And we're up and running! Although I received my BMR's a week ago, the electronics to drive them didn't arrive until this week . . . while I was out of state at a conference. But I got home last night at 4:00 a.m., and I was up first thing this morning putting my system together.
Said system is a new Parasound ZPre3 preamp (their half-rack size offering), an Onkyo cd player I originally got a year ago to listen to headphones, a very old Parasound HCA 1200 ii amp (one of the old John Curl THX certified designs with a mighty 205 wpc). And now, a pair of Philharmonic Audio BMR Philharmonitors.
I've been listening to some of my favorite cd's all day. Either the BMR's or the Parasound Amp needed some time to get warmed up. The 32 hz test note included on Dennis' test cd (which is fantastic, btw) caused an alarming rattle out of the right speaker when I first tried it out. But after a few hours of listening, I tried it again and everything was smooth as butter. As advertised, these speakers put on a very real, very usable, 32 hz sound. I don't know if the original rattle was the fault of the speaker (the amp has not been used for 15 years, so it might have been working out some stiffness itself), but wherever the problem was, it fixed itself in short order.
To get my general first-day impression out of the way, these speakers sound beautiful. "Flat" does not sound like either a compliment, nor an adjective for sound. But these speakers *sound* flat, and that's a very huge compliment and a completely appropriate adjective for the sound of these speakers. As many others have mentioned before me, when you first start listening to these, it almost sounds like they're missing a "punch" compared to other speakers. But as you settle in and get used to them, you realize the punch isn't missing . . . it's just exactly where the artist intended it to be, instead of where most speakers tell you it should be. It's actually exciting to focus in on various parts of the spectrum and realize just how smooth and accurate they all sound.

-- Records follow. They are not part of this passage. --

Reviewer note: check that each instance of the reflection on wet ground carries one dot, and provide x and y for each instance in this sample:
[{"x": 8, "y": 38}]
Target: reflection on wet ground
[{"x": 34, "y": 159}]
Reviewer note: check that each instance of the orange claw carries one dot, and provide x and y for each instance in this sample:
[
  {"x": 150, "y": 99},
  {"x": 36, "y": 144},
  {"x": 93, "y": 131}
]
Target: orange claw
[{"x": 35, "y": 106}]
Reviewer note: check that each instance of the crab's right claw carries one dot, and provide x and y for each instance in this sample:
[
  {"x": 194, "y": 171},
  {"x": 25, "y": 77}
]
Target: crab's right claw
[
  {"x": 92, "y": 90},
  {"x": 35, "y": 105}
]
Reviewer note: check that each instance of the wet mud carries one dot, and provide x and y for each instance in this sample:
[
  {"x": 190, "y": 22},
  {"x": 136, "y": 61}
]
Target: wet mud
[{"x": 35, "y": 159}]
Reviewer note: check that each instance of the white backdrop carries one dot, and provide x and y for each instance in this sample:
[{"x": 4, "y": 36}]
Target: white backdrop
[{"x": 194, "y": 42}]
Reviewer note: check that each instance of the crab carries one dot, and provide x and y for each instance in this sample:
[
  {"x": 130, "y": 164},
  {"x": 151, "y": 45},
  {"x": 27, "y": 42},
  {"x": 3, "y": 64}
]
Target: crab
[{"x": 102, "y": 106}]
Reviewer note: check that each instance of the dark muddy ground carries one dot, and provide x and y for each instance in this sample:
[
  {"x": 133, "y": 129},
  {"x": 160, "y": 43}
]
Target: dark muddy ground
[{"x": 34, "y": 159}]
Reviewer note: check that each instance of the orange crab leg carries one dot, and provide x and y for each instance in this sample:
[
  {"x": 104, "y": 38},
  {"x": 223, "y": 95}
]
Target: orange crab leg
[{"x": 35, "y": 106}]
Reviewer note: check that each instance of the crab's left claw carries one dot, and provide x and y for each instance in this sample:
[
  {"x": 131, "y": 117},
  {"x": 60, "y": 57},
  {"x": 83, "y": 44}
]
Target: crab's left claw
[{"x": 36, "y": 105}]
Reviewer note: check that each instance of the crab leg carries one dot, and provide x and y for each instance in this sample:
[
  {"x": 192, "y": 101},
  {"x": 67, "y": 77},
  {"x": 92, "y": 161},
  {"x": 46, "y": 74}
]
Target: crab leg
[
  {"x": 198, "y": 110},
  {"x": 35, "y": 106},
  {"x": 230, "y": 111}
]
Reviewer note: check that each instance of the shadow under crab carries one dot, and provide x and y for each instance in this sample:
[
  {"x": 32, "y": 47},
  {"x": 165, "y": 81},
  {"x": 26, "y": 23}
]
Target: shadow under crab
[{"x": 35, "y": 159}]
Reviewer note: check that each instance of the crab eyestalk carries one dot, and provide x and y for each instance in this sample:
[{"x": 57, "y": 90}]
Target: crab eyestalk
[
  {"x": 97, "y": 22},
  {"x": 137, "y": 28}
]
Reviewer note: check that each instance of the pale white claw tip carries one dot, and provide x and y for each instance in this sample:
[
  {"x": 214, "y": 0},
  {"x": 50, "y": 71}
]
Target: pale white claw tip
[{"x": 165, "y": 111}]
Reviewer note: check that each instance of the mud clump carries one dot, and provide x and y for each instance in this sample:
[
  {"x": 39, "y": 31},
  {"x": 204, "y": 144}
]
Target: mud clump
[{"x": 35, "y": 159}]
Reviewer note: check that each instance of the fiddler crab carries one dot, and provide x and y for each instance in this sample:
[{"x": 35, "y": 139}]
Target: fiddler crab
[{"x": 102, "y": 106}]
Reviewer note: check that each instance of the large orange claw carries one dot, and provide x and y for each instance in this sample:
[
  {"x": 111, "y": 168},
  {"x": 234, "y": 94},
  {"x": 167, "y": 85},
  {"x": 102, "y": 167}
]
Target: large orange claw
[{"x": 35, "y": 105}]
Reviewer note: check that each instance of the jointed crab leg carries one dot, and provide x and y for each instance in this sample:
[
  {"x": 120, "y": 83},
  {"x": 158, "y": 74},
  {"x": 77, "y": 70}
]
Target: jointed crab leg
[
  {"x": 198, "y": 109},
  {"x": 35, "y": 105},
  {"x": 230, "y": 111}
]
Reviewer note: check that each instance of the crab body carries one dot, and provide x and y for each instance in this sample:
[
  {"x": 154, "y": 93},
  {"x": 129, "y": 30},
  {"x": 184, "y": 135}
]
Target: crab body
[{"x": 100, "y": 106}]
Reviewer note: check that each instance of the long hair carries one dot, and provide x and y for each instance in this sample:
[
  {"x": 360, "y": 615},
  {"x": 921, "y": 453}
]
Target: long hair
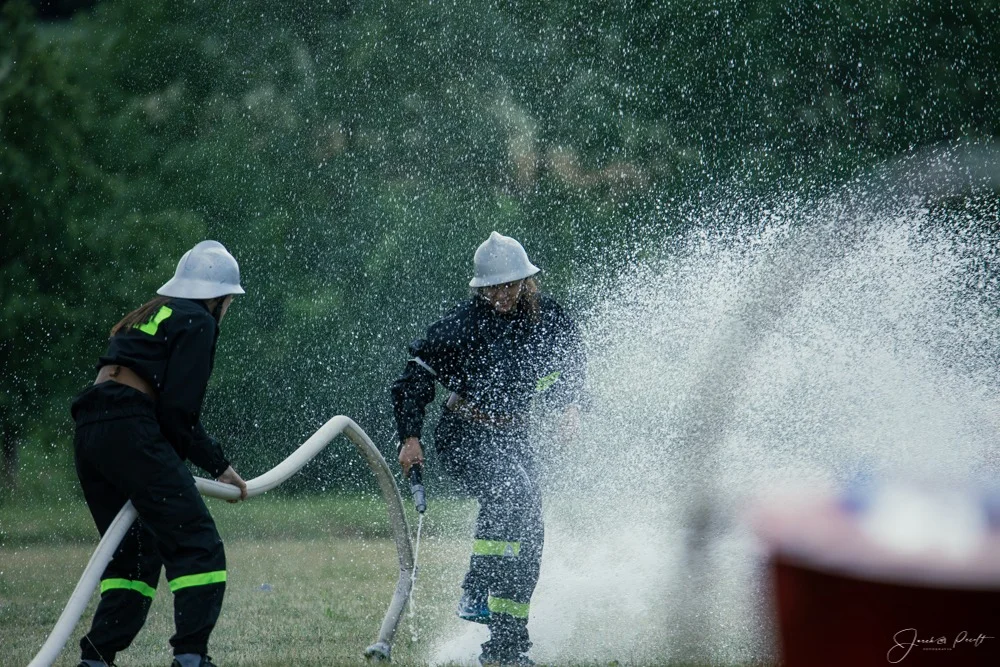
[
  {"x": 140, "y": 315},
  {"x": 529, "y": 301}
]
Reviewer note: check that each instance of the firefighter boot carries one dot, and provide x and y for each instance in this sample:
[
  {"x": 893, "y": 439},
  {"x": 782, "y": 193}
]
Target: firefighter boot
[
  {"x": 508, "y": 644},
  {"x": 186, "y": 659},
  {"x": 473, "y": 607}
]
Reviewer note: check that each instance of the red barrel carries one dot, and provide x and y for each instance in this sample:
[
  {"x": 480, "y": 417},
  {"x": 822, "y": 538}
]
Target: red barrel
[{"x": 845, "y": 597}]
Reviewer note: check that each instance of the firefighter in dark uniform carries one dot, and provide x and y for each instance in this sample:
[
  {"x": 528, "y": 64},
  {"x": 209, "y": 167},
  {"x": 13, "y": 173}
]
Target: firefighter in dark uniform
[
  {"x": 135, "y": 426},
  {"x": 506, "y": 349}
]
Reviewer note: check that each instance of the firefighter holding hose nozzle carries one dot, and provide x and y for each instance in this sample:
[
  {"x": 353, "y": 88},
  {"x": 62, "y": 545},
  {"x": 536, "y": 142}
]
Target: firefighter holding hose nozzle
[{"x": 504, "y": 350}]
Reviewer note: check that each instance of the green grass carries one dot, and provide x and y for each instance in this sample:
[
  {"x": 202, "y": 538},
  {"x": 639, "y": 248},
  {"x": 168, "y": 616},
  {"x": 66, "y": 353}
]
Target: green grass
[{"x": 328, "y": 562}]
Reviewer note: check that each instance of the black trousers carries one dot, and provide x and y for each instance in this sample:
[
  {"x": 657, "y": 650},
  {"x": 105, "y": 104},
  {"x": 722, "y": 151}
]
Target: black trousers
[
  {"x": 122, "y": 455},
  {"x": 491, "y": 464}
]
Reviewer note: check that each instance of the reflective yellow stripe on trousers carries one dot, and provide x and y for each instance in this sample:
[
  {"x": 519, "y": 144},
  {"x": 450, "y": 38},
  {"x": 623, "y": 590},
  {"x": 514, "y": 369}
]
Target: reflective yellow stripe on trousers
[
  {"x": 202, "y": 579},
  {"x": 129, "y": 585}
]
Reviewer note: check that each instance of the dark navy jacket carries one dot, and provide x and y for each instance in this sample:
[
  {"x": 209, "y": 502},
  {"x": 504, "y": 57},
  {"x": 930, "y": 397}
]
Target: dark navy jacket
[
  {"x": 500, "y": 363},
  {"x": 175, "y": 351}
]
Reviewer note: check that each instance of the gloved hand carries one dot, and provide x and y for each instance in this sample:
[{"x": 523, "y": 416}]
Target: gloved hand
[{"x": 410, "y": 454}]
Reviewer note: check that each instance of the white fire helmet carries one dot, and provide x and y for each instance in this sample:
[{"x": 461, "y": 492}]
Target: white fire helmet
[
  {"x": 206, "y": 271},
  {"x": 500, "y": 259}
]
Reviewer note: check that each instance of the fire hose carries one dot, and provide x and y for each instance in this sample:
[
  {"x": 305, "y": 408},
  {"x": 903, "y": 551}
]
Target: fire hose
[{"x": 381, "y": 649}]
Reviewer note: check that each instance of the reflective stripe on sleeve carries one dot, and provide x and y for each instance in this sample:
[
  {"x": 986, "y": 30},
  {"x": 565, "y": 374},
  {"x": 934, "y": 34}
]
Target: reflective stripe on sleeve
[
  {"x": 203, "y": 579},
  {"x": 495, "y": 548},
  {"x": 423, "y": 364},
  {"x": 128, "y": 585},
  {"x": 509, "y": 607},
  {"x": 153, "y": 324}
]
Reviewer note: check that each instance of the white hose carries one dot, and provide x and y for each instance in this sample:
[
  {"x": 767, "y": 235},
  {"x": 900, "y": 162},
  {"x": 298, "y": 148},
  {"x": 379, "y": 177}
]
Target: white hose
[{"x": 296, "y": 460}]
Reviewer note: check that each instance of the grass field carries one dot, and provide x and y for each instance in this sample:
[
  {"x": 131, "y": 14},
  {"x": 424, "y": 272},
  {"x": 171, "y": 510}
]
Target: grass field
[{"x": 309, "y": 583}]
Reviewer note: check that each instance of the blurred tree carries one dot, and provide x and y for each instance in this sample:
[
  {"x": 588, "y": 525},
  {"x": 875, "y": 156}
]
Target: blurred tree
[{"x": 70, "y": 259}]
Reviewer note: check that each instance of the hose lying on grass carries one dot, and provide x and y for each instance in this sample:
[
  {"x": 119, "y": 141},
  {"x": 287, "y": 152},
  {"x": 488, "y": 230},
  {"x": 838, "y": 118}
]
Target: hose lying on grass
[{"x": 381, "y": 649}]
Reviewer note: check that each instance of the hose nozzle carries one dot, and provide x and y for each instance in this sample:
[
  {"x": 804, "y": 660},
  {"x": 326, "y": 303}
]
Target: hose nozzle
[{"x": 417, "y": 488}]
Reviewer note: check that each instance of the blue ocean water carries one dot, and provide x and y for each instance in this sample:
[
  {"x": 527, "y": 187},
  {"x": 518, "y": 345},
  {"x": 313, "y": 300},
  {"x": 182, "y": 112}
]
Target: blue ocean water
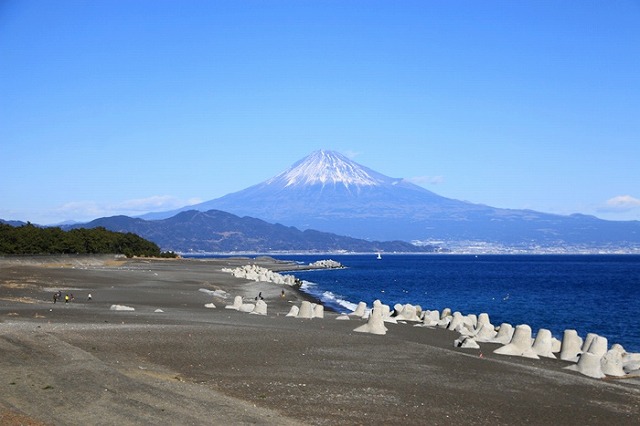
[{"x": 589, "y": 293}]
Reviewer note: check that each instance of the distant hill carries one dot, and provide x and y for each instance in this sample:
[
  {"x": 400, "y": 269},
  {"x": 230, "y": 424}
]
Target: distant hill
[
  {"x": 15, "y": 223},
  {"x": 33, "y": 240},
  {"x": 217, "y": 231},
  {"x": 328, "y": 192}
]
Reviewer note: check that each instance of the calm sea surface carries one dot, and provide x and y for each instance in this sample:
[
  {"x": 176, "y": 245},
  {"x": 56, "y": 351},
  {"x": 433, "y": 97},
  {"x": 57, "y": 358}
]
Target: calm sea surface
[{"x": 589, "y": 293}]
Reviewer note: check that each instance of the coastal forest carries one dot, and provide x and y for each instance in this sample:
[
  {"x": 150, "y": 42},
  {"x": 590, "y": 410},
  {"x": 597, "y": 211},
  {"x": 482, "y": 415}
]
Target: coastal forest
[{"x": 33, "y": 240}]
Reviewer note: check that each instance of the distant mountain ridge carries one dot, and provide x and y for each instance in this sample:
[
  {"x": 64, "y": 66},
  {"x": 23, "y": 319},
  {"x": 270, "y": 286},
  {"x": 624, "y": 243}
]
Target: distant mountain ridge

I kicked things off with Pink Floyd's The Final Cut. It's been my favorite album for almost 30 years, and I thought it be a perfect starting point. Not only am I familiar with every tiny nuance, but it's a very dynamic and haunting album, full of silence, some great guitar work from Gilmore, a couple of great sax solo's, and Roger Waters at his most haunting. The latter, in particular, sounded amazing through the BMR's. Waters just wails at various parts of the album, and he had my hair standing on end through Dennis' speakers.
I've been swapping out cd's the rest of the day. So far, the only thing that hasn't sounded good were cd's with lousy production. It's a well-known "fault" of good speakers that crappy-sources sound crappy on them. That's what happens when your speakers are transparent . . . crap going into them will sound like crap going out. But outside of lousy cd production, everything has sounded great. Hell, even the crap sounded like great crap.
So far, I think I'm most impressed with the speaker's namesake, the BMR driver itself. Yes, the Raals are amazing . . . Norah Jones sounds heavenly through them. But the way these BMR's handle complex mid-range passages and vocals is just something else. "Clarity" is a description I usually think of belonging to the highs, not the mids. These mids unbelievably clear. Mids are truly the middle-child of the sound spectrum . . . they don't jump at you like a great high, or pound you like a great low. If BMR's are a middle child, they're the Abraham Lincoln of their driver family. I totally understand why Dennis designed this speaker around them. Wow.
What else can I say? Oh, I can perhaps be the first person to not be blown away by the physical size of these speakers. If anything, they were slightly smaller than I expected. That's neither here nor there, but after reading so many initial impressions saying how huge these things were, I thought I'd at least mention it. But although they're not HUGE, they are heavy, and feel incredibly solid when you pick them up. The piano black finish is gorgeous, and I was very impressed with the quality of the binding posts. I got a pair of Pangea 400 24 inch stands for them, filled with cat litter, and they seem to be a good fit. It would take an act of deliberate malice or negligent drunkeness to dislodge them. I've got a couple of cats, so I was a little worried (they can act both malicious and drunk), but between the weight of the speakers and weight of the stands, I think I'm safe.
So let me now officially add my voice to those who've thanked Dennis for putting out such an amazing speaker. I'm really glad they're going to live on at Salk, and I'm honored to get my hands on one of the last pairs made under the Philharmonic name. Dennis is a great speaker designer and a great guy, and he's created quite a legacy for himself with these speakers.
Last edited by overg; 05-19-2019 at 05:17 AM.